Volume-Price Relationship
Trading volume has surged in recent sessions, with the September 22 volume (9.69M shares) being the highest in over a month. The volume profile supports the bullish price action, as higher volume accompanies the recent gains. However, volume has begun to taper slightly on the last two up days, suggesting waning conviction. A divergence between price and volume—where volume declines despite rising prices—could foreshadow a reversal.

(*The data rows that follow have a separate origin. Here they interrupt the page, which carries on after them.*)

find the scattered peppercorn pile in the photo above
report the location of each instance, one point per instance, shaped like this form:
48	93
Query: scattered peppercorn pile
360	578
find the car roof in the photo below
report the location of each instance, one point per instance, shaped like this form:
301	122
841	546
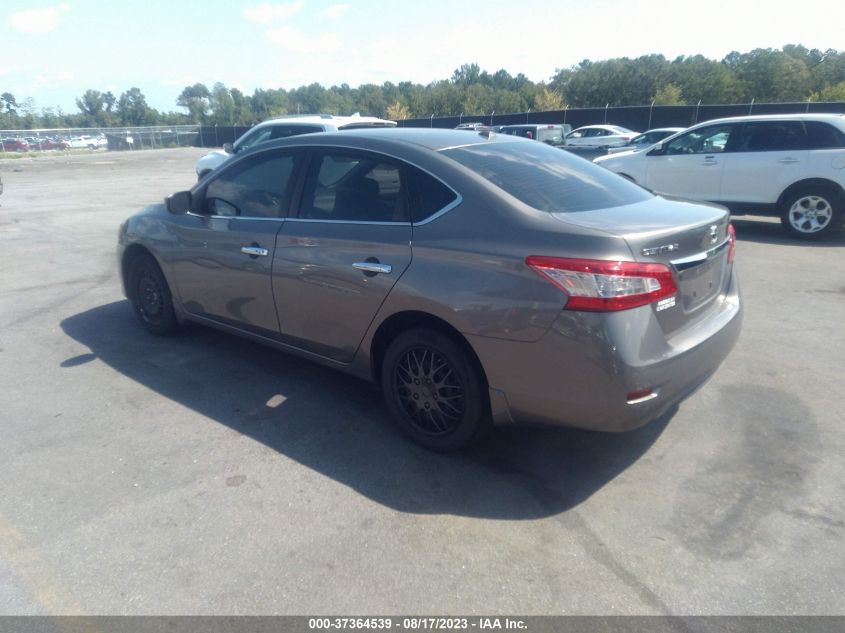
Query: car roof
520	125
385	138
601	127
324	119
803	116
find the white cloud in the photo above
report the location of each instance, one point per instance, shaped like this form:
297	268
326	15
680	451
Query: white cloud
300	43
38	20
264	13
334	12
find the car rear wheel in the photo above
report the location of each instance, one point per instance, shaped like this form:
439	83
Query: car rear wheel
150	296
434	391
811	214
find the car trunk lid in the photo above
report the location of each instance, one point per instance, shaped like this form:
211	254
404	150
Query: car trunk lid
690	237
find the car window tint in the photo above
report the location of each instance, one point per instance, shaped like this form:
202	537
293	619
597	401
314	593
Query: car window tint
253	188
258	136
284	131
706	140
551	135
427	195
824	136
547	178
352	187
771	136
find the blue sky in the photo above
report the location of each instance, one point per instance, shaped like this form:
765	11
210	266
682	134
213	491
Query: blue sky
52	52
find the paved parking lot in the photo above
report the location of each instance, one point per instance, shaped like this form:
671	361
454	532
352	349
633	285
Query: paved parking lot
207	475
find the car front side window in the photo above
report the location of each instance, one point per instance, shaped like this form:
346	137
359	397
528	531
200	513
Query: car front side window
253	188
353	187
705	140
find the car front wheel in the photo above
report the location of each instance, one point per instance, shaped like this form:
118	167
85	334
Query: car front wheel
150	296
811	214
433	391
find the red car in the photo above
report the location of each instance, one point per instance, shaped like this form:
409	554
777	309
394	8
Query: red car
15	145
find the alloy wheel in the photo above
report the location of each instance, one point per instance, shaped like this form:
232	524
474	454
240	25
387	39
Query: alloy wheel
429	390
810	214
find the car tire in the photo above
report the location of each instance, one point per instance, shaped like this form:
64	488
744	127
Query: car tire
150	296
434	391
811	213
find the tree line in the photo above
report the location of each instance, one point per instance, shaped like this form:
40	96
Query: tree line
790	74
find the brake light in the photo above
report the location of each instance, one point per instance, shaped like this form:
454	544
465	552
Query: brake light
604	286
731	242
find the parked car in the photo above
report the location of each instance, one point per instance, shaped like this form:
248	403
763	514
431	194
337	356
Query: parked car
646	139
791	166
599	136
478	278
54	143
282	127
472	127
550	133
91	142
15	145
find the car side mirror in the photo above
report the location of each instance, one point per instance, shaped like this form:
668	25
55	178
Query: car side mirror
179	203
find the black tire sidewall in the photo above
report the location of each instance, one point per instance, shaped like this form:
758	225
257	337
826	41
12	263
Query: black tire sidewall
833	199
475	420
166	322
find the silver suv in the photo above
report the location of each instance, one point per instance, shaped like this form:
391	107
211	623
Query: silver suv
282	127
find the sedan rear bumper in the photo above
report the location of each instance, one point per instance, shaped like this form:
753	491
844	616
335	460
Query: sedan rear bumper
607	372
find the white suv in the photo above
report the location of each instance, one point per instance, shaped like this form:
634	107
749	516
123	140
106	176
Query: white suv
282	127
792	166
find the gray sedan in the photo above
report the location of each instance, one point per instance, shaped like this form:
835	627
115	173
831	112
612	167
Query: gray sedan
479	279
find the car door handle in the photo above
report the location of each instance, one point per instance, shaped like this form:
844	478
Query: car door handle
373	267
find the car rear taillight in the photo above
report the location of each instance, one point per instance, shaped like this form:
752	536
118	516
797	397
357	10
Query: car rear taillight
731	242
604	286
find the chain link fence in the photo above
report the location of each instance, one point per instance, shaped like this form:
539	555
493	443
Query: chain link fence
118	139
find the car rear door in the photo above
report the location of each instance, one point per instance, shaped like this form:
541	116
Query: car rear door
767	157
337	260
227	244
691	165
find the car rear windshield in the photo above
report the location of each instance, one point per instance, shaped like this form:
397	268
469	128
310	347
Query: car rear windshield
547	178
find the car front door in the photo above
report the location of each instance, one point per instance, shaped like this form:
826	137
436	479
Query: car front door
337	260
227	243
690	165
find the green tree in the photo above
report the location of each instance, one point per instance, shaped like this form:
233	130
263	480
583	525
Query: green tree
9	103
670	94
222	105
398	112
547	99
92	105
197	100
831	93
132	108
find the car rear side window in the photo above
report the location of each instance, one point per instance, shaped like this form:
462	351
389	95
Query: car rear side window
771	136
353	187
547	178
256	187
824	136
427	195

Relative Strength Index (RSI)
The 14-period RSI is currently at 72, firmly in overbought territory, aligning with the KDJ’s overbought signal. While overbought conditions often precede corrections, the RSI has not shown bearish divergence (i.e., lower highs despite higher price). This suggests the uptrend may persist, but traders should remain cautious of a pullback to the 50–60 RSI range. A drop below 50 would signal a shift in momentum.
Fibonacci Retracement
Key Fibonacci levels from the August 5 low ($74.21) to the September 22 high ($112.83) include 38.2% ($96.60), 50% ($93.52), and 61.8% ($90.44). The current price is above the 38.2% retracement level, indicating strong bullish momentum. A pullback to the 50% level could test its validity as support, while a break below 61.8% would suggest a deeper correction.
Backtest Hypothesis
A backtest of a strategy buying WDCWDC-- on MACD golden cross and KDJ overbought signals, with a 5-day holding period, yielded a -19.55% return from 2022 to 2025—significantly underperforming the benchmark’s 39.12%. The negative excess return (-58.66%) and CAGR (-5.72%) highlight the strategy’s poor efficacy, likely due to overbought conditions failing to trigger reversals in a strong uptrend. The max drawdown of 0.00% and Sharpe ratio of -0.22 further underscore the high risk and low risk-adjusted returns. This suggests that relying on MACD and KDJ overbought signals in isolation may be unreliable for WDC, particularly during extended bullish phases.